A large antler appeared over him, just as two large hooves smashed down on the gunnel. The damned moose was trying to climb into the boat and kill him.
Morgan lifted his sword, grabbed the antler, and pushed it away. He drove his weapon deep into its neck. The bull jerked violently and bellowed in anger. His wife’s shout ended abruptly and turned to a blood-curdling scream.
The bull kicked out, slashing a razor-sharp hoof into his thigh. Morgan twisted his sword, driving it deeper, feeling it slip past the shoulder blade until it found the animal’
s heart.
Now in its death throes, the shuddering, heavy moose slowly slipped into the water, its only triumph that of finishing the destruction of his canoe.

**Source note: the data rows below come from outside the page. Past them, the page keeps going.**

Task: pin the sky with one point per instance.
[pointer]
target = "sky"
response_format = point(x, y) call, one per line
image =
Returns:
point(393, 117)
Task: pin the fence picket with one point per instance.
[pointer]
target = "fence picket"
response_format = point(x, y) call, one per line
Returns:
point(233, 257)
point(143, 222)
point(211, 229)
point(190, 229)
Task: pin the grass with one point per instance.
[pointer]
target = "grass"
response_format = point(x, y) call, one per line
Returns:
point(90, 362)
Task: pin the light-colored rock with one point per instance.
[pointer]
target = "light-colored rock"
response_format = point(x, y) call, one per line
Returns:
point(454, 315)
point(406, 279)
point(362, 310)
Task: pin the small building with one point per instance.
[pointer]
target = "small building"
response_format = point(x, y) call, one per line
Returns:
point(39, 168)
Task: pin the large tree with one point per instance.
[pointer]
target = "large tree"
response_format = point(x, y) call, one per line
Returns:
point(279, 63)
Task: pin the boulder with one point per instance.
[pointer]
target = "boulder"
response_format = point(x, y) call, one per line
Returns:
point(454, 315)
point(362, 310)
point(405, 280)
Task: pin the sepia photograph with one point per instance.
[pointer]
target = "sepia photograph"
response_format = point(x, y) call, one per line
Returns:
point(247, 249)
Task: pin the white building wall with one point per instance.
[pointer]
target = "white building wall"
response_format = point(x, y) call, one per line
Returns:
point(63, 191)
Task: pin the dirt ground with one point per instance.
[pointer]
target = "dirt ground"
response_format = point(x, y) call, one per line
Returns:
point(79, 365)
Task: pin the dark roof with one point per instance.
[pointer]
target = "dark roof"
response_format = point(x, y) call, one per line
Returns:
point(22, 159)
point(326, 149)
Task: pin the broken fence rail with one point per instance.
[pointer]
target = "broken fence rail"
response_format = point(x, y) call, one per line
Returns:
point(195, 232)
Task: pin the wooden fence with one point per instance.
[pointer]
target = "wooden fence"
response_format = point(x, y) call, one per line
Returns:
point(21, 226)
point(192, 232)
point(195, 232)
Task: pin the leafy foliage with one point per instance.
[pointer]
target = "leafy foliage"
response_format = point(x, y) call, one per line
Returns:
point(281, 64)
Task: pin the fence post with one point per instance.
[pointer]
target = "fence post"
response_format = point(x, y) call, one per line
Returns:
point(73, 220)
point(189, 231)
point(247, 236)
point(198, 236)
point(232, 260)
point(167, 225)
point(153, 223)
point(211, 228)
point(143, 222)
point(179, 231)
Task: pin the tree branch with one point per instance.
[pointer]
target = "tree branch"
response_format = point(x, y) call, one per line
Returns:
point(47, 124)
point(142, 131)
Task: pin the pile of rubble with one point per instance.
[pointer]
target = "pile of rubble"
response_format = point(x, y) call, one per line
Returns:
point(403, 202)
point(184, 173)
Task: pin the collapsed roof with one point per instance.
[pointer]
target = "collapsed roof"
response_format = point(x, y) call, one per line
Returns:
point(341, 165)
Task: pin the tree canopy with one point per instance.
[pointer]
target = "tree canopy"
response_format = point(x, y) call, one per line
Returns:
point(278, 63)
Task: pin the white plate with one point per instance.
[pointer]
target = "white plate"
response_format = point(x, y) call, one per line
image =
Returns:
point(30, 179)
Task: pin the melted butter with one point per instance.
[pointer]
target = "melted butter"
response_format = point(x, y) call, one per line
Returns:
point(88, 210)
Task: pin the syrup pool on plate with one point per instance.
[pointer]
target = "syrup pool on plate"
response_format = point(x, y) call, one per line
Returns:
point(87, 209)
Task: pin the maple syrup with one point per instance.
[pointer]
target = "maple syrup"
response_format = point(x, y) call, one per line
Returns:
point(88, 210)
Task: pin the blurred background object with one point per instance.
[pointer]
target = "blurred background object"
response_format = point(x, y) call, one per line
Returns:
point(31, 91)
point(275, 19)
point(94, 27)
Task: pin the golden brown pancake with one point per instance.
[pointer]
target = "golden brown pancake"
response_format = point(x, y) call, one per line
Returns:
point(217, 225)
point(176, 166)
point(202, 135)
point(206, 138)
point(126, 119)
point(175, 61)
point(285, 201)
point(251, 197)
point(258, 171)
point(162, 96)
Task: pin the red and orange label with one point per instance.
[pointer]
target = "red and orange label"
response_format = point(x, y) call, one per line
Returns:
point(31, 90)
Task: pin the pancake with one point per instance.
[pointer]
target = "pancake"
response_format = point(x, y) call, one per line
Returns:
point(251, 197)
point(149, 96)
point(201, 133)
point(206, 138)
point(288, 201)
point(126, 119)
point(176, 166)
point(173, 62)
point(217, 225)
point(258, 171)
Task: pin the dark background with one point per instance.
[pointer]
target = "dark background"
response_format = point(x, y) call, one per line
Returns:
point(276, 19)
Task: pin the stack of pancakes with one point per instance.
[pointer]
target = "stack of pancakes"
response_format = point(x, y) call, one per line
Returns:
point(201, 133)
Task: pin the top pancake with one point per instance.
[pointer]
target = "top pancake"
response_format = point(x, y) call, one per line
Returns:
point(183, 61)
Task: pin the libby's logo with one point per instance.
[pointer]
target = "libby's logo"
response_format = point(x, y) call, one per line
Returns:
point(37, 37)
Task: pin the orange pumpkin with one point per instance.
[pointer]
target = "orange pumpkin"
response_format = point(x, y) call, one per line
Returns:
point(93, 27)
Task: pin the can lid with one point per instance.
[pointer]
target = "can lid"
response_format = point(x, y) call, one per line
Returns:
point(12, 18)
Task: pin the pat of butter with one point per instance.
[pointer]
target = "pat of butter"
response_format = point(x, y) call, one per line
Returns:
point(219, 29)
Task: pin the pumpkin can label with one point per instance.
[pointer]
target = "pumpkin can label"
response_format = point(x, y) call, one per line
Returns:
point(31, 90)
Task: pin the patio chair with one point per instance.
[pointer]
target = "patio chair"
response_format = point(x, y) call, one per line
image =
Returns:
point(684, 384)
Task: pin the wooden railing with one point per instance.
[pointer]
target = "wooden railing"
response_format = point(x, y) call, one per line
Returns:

The boat snapped in half and rolled over, pulling Morgan and all his gear into the river.
Still holding the hilt of his sword, Morgan kicked his feet and pushed at the now dead moose, guiding them both toward the river bank. His feet touched bottom, and he turned, dragging the moose by the antlers. Once the animal scraped gravel, he let it go, pulled his sword from its body, and threw himself onto dry ground.
He lay on his back with his eyes closed, exhausted, breathing heavily, his muscles still quivering with battle-tense energy, reciting a list of curses that might have God striking him dead. He suddenly felt the coolness of a shadow fall over his face. Still he kept his eyes closed, loath to look up, not wishing to see the accusing glare of his obviously tender-hearted wife.
A warm tongue suddenly licked the side of his face, lapping the river water dripping from his hair. Morgan snapped his eyes open and sat up, shoving Faol away with another curse, this one out loud. The wolf backed off and went instead to inspect the kill.